Netflix reported Tuesday that it lost 970,000 subscribers in the second quarter of 2022 — a number far lower than its own forecasts, which had projected that the streaming giant would lose two million subscribers.
The company also said it would add another one million subscribers in the third quarter, a number that was slightly lower than Wall Street expectations. But investors were clearly happy with the results, and Netflix shares jumped as much as 8% on Tuesday in after-hours trading.
After disclosing in April that it lost 200,000 subscribers, leading to a steep drop in its share price, all eyes were on Netflix Tuesday, with Wall Street, Hollywood and the media world all hyper-focused on its subscription numbers. The company’s shares had dropped dramatically during a nightmare year.
But Netflix’s second quarter profit came in at $1.4 billion, up from $1.3 billion in the year-earlier quarter. Revenue jumped roughly 8.6% year over year, to $7.9 billion.
Netflix’s biggest subscriber loss came from its biggest market, the United States and Canada, where the streamer said it lost 1.3 million users in the second quarter. But that was offset by increased subscriptions elsewhere.
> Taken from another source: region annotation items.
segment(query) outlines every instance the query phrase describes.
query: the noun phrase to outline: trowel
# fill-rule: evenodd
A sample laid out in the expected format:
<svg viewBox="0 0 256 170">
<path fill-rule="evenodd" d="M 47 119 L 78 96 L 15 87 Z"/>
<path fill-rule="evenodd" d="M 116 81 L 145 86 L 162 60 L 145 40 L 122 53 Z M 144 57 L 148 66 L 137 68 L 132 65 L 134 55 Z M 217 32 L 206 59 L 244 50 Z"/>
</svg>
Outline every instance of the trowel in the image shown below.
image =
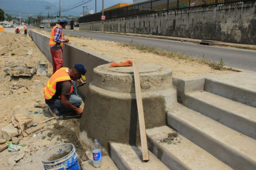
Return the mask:
<svg viewBox="0 0 256 170">
<path fill-rule="evenodd" d="M 82 81 L 80 81 L 80 82 L 82 82 L 81 83 L 80 83 L 79 85 L 78 85 L 76 86 L 77 88 L 79 88 L 79 87 L 82 86 L 83 85 L 84 85 L 85 84 L 87 83 L 87 82 L 83 82 Z"/>
</svg>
“Our challenge and opportunity is to accelerate our revenue and membership growth by continuing to improve our product, content, and marketing as we’ve done for the last 25 years, and to better monetize our big audience,” the company said Tuesday in its letter to investors. “We’re in a position of strength given our $30 billion-plus in revenue, $6 billion in operating profit last year, growing free cash flow and a strong balance sheet.”
Running back up the hill
Netflix (NFLX) needs this type of result right now. The most recent quarter showed the biggest subscriber loss in its 25-year history, but even that could be considered a win for the company right now that the numbers came in much lower than expected.
In April’s earnings report, the company disclosed that it lost subscribers for the first time in more than a decade. Its stock tumbled, hundreds of employees were laid off and doubts ran rampant about the company’s future — and about the streaming business as a whole.
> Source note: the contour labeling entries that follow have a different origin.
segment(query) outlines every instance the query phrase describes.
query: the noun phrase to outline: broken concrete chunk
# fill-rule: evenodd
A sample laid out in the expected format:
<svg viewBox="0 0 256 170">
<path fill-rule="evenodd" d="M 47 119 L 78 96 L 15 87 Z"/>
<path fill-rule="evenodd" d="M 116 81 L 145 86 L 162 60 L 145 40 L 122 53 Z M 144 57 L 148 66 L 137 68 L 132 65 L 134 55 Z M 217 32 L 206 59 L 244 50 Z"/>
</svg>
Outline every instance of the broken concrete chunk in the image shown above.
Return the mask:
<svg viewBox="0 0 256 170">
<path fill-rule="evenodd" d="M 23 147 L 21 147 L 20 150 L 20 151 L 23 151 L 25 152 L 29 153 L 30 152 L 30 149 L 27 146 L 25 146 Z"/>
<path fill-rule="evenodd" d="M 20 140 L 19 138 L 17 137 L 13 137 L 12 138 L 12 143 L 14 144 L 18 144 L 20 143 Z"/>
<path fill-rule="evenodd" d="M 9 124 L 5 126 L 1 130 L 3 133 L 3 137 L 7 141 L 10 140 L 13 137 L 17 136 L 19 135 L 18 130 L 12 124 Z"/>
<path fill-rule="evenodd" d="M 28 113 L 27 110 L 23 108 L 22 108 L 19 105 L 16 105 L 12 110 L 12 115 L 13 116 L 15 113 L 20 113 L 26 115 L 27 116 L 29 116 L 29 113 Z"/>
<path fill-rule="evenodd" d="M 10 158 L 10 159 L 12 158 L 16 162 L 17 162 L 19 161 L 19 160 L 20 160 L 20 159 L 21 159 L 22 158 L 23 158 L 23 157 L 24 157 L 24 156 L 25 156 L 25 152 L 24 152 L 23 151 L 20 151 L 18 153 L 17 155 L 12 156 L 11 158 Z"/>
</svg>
On Tuesday, those concerns all but vanished as investors were pleasantly surprised that the losses weren’t worse, and cheered with the company’s projection that it will see growth in the third quarter.
One thing that likely helped the Netflix subscriber count from falling further in the second quarter: The fourth season of its science fiction horror series “Stranger Things,” which was wildly popular.
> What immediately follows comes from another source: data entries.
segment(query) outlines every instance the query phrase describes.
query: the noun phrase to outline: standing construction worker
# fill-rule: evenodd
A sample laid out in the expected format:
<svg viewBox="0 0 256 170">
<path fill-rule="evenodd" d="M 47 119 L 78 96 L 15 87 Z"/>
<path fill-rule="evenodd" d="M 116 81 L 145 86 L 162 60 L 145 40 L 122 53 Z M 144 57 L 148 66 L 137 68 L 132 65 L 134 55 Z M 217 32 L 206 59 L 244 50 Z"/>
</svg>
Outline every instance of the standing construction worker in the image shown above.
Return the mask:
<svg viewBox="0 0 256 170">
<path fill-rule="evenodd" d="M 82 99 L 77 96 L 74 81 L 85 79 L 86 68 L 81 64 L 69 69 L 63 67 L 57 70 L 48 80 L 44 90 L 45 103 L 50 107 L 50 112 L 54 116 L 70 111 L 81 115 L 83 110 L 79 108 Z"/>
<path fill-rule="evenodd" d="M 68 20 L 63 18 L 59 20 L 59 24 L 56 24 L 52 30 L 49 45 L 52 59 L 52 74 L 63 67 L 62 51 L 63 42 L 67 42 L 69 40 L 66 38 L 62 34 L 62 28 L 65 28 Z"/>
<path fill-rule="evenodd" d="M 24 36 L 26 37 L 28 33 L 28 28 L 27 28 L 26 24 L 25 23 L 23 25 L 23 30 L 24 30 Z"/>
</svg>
“In its first four weeks, ‘Stranger Things’ season four generated 1.3 billion hours viewed, making it our biggest season of English [language] TV ever,” the company said.
The streamer’s results Tuesday still showed losses for a company that needs to grow. Yet, after the last hellish months for Netflix, the company and really all of streaming can breathe a sigh of relief. And the company got some breathing room to right the ship without the pressures of a plummeting stock or negative press.
Long-term solutions
On Tuesday, Netflix explained to investors how it plans to keep the company on the right track.
“In the near term, a key priority to re-accelerate revenue growth is to evolve and improve our monetization,” Netflix said in its shareholders letter.
In the early days of streaming, Netflix kept its “pricing very simple with just one plan level” before introducing multiple pricing tiers in 2014, the company wrote. Going forward it will “focus on better monetizing usage through both continued optimization of our pricing and tiering structures.”
That includes a new, lower-price tier that will be supported by advertisements, which will “complement our existing plans.” The company said it expects to launch the plan “around the early part of 2023.”
It was reported last week that Netflix would partner with Microsoft (MSFT) on building this new ad tier.
“They are investing heavily to expand their multi-billion advertising business into premium television video, and we are thrilled to be working with such a strong global partner,” Netflix said. “Our advertising business in a few years will likely look quite different than what it looks like on day one.”
Netflix also spoke about clamping down on password sharing, saying that it’s in the “early stages of working to monetize the [more than] 100 million households that are currently enjoying, but not directly paying for, Netflix.”
“We know this will be a change for our members,” the company said. “Our goal is to find an easy-to-use paid sharing offering that we believe works for our members and our business that we can roll out in 2023.”